Aortic dilatation is often correlated to the implantation of mechanical prosthetic valves, and both vessel geometry and alteration of the flow by the prosthetic valve have significant effects on the evolution of the cardiovascular pathologies (Von Knobelsdorff-Brenkenhoff et al. 2010). In agreement with what observed in vivo by Burk et al. (2012), a compared analysis of the flow patterns in the three investigated aortas shows that the increased size of the aortic root tends to detach the transvalvular jet from the walls (panels A1 and A2 in Fig. 4), thus decreasing the magnitude of the shear stresses and, if the dilation increases enough, allowing the development of large recirculating vortexes (panel A2 in Fig. 4) at the wall, which are regions of potential blood stasis. The above phenomena can be part of a feedback process since modification of wall shear stress and blood stasis are known to potentially promote vascular remodelling (Boussel et al. 2008) and vessel wall weakening (Steinlauf et al. 2021). Additionally, we observe that the aortic root geometry affects the transvalvular flow, remodulating the three jets produced by the bileaflet valve with a decrease in the intensity of the central jet in the case A1.

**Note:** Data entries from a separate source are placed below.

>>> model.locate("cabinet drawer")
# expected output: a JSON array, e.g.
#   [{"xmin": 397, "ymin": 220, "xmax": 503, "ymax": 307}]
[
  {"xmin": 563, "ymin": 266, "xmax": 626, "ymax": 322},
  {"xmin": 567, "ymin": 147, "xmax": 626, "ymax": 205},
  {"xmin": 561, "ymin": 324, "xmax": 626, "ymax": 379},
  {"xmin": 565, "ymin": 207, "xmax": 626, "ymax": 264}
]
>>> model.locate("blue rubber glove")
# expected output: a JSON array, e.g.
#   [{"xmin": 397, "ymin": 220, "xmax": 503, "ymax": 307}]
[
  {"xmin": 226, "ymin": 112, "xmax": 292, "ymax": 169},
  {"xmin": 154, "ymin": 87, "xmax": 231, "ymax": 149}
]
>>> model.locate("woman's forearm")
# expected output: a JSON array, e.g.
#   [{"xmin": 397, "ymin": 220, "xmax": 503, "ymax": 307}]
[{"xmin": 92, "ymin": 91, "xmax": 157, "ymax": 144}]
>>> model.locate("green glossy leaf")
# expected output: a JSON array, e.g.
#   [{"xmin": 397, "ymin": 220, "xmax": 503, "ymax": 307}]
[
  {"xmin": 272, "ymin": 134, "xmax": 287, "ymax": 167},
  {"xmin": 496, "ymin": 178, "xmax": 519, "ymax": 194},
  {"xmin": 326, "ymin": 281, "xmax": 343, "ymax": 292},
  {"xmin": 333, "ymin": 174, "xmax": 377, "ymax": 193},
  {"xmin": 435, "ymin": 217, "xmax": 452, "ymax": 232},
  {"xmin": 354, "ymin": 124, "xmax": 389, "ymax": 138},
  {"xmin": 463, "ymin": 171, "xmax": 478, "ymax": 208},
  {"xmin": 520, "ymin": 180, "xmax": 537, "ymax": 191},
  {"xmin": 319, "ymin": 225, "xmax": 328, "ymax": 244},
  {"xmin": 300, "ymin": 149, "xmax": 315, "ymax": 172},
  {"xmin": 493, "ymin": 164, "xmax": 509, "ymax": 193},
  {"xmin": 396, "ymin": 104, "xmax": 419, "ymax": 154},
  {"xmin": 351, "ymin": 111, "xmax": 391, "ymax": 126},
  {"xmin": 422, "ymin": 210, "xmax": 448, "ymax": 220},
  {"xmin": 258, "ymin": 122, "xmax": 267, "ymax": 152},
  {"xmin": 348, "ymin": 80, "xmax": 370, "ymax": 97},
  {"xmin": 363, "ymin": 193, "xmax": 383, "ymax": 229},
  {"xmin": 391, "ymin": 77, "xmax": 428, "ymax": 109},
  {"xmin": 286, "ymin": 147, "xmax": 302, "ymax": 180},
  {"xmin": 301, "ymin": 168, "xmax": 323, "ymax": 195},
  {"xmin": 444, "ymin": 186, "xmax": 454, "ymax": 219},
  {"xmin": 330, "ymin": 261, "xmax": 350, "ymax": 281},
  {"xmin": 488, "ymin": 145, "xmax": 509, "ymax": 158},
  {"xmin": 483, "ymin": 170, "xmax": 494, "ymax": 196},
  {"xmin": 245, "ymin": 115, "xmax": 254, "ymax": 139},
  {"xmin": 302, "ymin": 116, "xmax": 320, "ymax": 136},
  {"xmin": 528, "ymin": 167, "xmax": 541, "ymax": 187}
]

The alteration in the flow structure in the aortic root also influences haemolysis and platelet activation by changing both the blood element paths and the shear-rate values. As a matter of fact, when focusing on haemolysis, the decrease in the wall shear stress magnitude due to the increased vessel diameter (panel A2 in Fig. 6 and Fig. 7) prevails on the longer time the blood cells remain in the proximal aorta (Fig. 8), thus both dilated aortas, A1 and A2, yield a lower BDIe compared to the reference case, A0, (Fig. 9).

The opposite happens when considering the platelet activation: in that case, the dilation of the aorta further increases the phenomenon of platelet activation, which is yet significantly promoted by the presence of the mechanical valve (Fig. 11).

5 Conclusions

We analysed in vitro the combined effect of the presence of a bileaflet mechanical aortic valve and the dilation of the aortic root in patient specific laboratory models. Present results suggest that a feedback process can be triggered because the aortic dilation tends to decrease the shear stresses at the vessel wall and favour blood stasis: two factors which are known to promote vessel remodelling (Bürk et al. 2012). On the other hand, the analysis of the blood damage index suggests that the aortic dilation is more significant for platelet activation compared to haemolysis.